I numeri parlano chiaro. Ogni anno in Italia si svolgono decine di migliaia di viaggi di istruzione, coinvolgendo milioni di studenti di ogni ordine e grado. Eppure il rapporto tra la mole di queste attività e le risorse destinate alla loro sicurezza resta squilibrato. I docenti accompagnatori, spesso in numero insufficiente rispetto agli studenti, si trovano a gestire situazioni complesse senza una formazione specifica e, non di rado, senza coperture assicurative adeguate.

Il nodo dei docenti accompagnatori

Uno degli aspetti più critici riguarda proprio il ruolo degli insegnanti durante i viaggi di istruzione. La normativa vigente attribuisce loro una responsabilità di vigilanza che, come sottolineato da più parti, risulta sproporzionata rispetto agli strumenti e al supporto di cui dispongono. Non è un caso che negli ultimi anni si sia registrata una crescente riluttanza da parte dei docenti ad accompagnare le classi in gita, un fenomeno che ha portato in alcuni casi alla cancellazione delle uscite programmate.

La questione della formazione del personale scolastico, peraltro, si estende ben oltre le gite. Come evidenziato anche nel dibattito sull'autismo e inclusione scolastica, investire sulla preparazione dei docenti è una necessità trasversale che il sistema non può continuare a ignorare.

Il quadro normativo e le responsabilità {#il-quadro-normativo-e-le-responsabilità}

Sul piano legislativo, la disciplina dei viaggi di istruzione è regolata principalmente dalla circolare ministeriale n. 291 del 1992 e da successive note integrative, oltre che dai regolamenti interni dei singoli istituti. Un quadro frammentato, che lascia ampi margini di discrezionalità alle scuole nella definizione dei protocolli di sicurezza.

La responsabilità ricade, a cascata, su più soggetti:

* Il dirigente scolastico, che autorizza il viaggio e ne verifica la conformità alle disposizioni vigenti * I docenti accompagnatori, tenuti all'obbligo di vigilanza per tutta la durata dell'uscita * Il consiglio di istituto, che approva il piano delle gite e i relativi aspetti organizzativi e finanziari * Le agenzie di viaggio e i vettori, vincolati al rispetto delle normative sulla sicurezza dei trasporti

A mancare, secondo molti osservatori, è un testo unico aggiornato che recepisca le esigenze di un contesto profondamente cambiato rispetto a trent'anni fa. Le gite scolastiche di oggi si svolgono in un mondo diverso, con rischi diversi, e necessitano di regole adeguate.
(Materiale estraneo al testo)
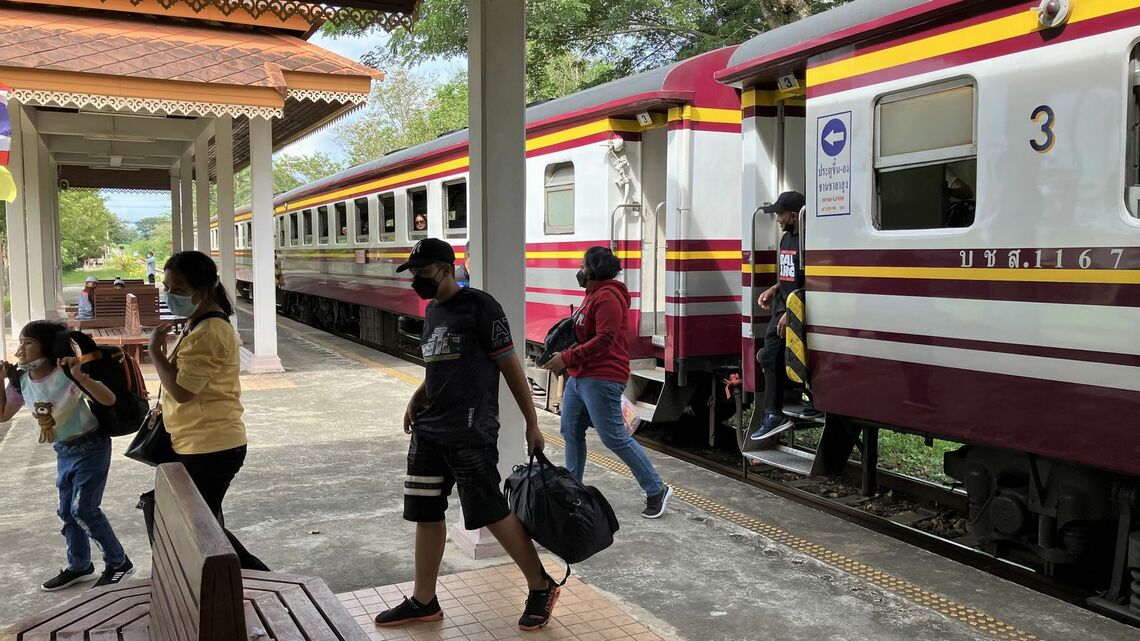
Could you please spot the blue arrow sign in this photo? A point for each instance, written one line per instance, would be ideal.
(833, 138)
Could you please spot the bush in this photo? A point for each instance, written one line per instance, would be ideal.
(128, 266)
Un tema che non può più attendere {#un-tema-che-non-può-più-attendere}

La scomparsa di Gerlando Falzone lascia un vuoto incolmabile nella sua famiglia e nella sua comunità scolastica. Ma al di là del dolore, che merita tutto il rispetto e il silenzio necessari, resta il dovere di non archiviare questa vicenda come un fatto isolato.

Le scuole italiane organizzano viaggi di istruzione perché credono nel loro valore educativo. Nessuno mette in discussione questo principio. Ciò che va messo in discussione, semmai, è l'inadeguatezza delle risorse e dei protocolli che dovrebbero rendere quelle esperienze sicure per tutti.

Il cordoglio espresso dal CNDDU è un segnale importante. Ora la parola spetta al Ministero dell'Istruzione e del Merito e alle istituzioni competenti, chiamati a trasformare l'ennesima tragedia in un punto di svolta. La sicurezza degli studenti durante le gite scolastiche non può restare una questione affidata alla buona volontà dei singoli. Servono regole chiare, risorse adeguate e, soprattutto, la volontà politica di affrontare il problema prima che sia troppo tardi. Di nuovo.